Food allergies are on a rise in the United States. It is estimated that 1-3% of patients have food allergies, if not more. Food allergies are slowly being understood by patients and affect the quality of life.
Definition and prevalence
Food allergy is defined as an adverse health effect arising from a specific immune response that occurs reproducibly on exposure to a given food.
There are over 170 types of food allergies now. Most studies have focused on the most common food allergies such as hen’s eggs (hereafter referred to as eggs), cow’s milk, peanuts, tree nuts, soy, wheat, fish, and crustacean shellfish. Allergic reactions associated with these foods are typically caused by proteins that elicit specific immunologic reactions.
A number of specific clinical syndromes may occur as a result of food allergy. The most serious is anaphylaxis, which occurs in about one to 70 per 100,000 persons in the general population, and in 13 to 65 percent of suspected food allergy cases. Asthma and atopic dermatitis are associated with food allergies, but a causal link between food allergies and these disorders has not been established.
The time course of food allergy resolution in children varies by food, and may occur as late as the teenage years.9–12. By adolescence, 85 percent or more of children who have allergies to cow’s milk will tolerate cow’s milk, and up to 70 percent will outgrow egg allergies, but only about 20 percent will eventually tolerate tree nuts and peanuts.
A high initial level of allergen-specific IgE against a food is associated with a lower rate of resolution of clinical food allergies over time. Food allergies in adults can reflect persistence of childhood food allergies or de novo sensitization to food allergens encountered after childhood, most commonly seafood. Although there is a shortage of data from U.S. studies, food allergies that start in adult life tend to persist and not resolve.
Atopic dermatits, asthma, and food allergy
Family history of atopy and the presence of atopic dermatitis are risk factors for the development of sensitization to food allergens and the development of food allergy. Asthma, however, is a stronger risk factor.
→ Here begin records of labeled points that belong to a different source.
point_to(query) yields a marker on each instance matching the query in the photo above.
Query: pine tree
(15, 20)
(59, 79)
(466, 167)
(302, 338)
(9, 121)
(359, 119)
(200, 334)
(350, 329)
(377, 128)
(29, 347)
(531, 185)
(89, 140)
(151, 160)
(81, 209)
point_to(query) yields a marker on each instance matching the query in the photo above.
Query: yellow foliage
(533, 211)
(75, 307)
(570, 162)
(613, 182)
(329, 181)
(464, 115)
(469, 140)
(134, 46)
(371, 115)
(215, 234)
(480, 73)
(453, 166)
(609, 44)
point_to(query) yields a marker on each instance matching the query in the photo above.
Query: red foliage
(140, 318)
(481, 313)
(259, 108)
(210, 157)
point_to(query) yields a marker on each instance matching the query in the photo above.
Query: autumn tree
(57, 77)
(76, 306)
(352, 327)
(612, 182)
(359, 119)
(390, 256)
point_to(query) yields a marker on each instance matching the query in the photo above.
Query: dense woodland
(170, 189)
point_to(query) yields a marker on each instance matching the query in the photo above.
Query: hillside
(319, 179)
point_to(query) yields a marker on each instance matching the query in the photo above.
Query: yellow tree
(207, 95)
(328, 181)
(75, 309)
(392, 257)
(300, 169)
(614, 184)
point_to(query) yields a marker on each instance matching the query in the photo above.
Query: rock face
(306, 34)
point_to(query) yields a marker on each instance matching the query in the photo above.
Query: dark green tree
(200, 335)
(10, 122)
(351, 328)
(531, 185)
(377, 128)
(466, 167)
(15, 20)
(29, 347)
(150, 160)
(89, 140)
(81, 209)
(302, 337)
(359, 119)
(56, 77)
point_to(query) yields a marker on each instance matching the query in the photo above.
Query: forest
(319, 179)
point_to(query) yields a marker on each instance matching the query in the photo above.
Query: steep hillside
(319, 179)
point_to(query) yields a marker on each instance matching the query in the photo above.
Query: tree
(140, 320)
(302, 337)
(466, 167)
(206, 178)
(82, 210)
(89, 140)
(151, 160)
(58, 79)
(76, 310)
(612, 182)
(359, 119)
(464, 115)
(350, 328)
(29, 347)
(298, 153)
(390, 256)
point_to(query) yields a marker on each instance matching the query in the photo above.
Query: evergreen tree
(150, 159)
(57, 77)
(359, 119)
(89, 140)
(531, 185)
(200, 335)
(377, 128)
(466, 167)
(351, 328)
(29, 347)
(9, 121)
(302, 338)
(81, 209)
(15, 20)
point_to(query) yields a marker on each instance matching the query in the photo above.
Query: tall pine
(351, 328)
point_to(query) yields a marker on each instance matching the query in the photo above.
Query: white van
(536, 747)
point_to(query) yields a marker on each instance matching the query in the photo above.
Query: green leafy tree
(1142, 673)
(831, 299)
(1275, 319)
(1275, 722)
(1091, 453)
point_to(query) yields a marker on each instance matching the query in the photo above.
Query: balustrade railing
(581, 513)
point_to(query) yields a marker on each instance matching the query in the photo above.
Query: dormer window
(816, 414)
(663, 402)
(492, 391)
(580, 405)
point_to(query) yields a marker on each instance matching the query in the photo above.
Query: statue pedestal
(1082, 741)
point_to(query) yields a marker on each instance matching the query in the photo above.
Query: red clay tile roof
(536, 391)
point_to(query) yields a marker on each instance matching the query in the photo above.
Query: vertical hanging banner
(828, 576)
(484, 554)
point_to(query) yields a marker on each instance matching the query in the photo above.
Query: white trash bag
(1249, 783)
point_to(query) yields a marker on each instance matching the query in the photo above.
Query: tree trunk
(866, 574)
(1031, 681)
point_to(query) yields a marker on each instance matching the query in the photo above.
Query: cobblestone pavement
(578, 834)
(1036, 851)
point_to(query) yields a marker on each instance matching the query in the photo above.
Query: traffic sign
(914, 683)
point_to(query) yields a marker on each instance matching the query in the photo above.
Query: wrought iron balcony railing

Food allergies may coexist with asthma, and asthma is the risk factor most commonly associated with severe food allergy. Patients with food allergies and asthma have higher rates of emergency department visits and hospitalizations for asthma, and also have a higher risk of death from exercise-induced anaphylaxis. Exercise-induced anaphylaxis typically occurs within 30 minutes or less, but sometimes up to six hours after ingesting a specific food, with symptoms beginning after initiation of exercise. In this syndrome, ingestion of the specific food and exercise are required. Either factor alone does not produce symptoms.
When should a food allergy be suspected?
Food allergy should be considered when there is anaphylaxis or any combination of the following symptoms: angioedema, pruritus, diarrhea, nausea, dizziness, hypotension, chest tightness, cough, dyspnea, laryngeal edema, and nasal congestion.
The only way to diagnose a true food allergy is through laboratory specific IgE testing. There are many other food allergy tests available, however, these are not recommended.
IgE testing laboratory tests must be correlated with the patient’s food allergy symptoms. If the IgE is high and then the patient has a documented food allergy, then the diagnosis is most likely to be confirmed.
Food allergy treatment is simply elimination and avoidance. If there are multiple food allergies, then referral to a nutritionist in necessary to you receive adequate nutrients.
If you ingest a food that causes and allergy, please make sure you have an epinephrine pen, antihistamines, and a bronchodilator with you.
So far, there is no good prevention for food allergies. Please visit your family physician to discuss your questions and concerns about food allergies.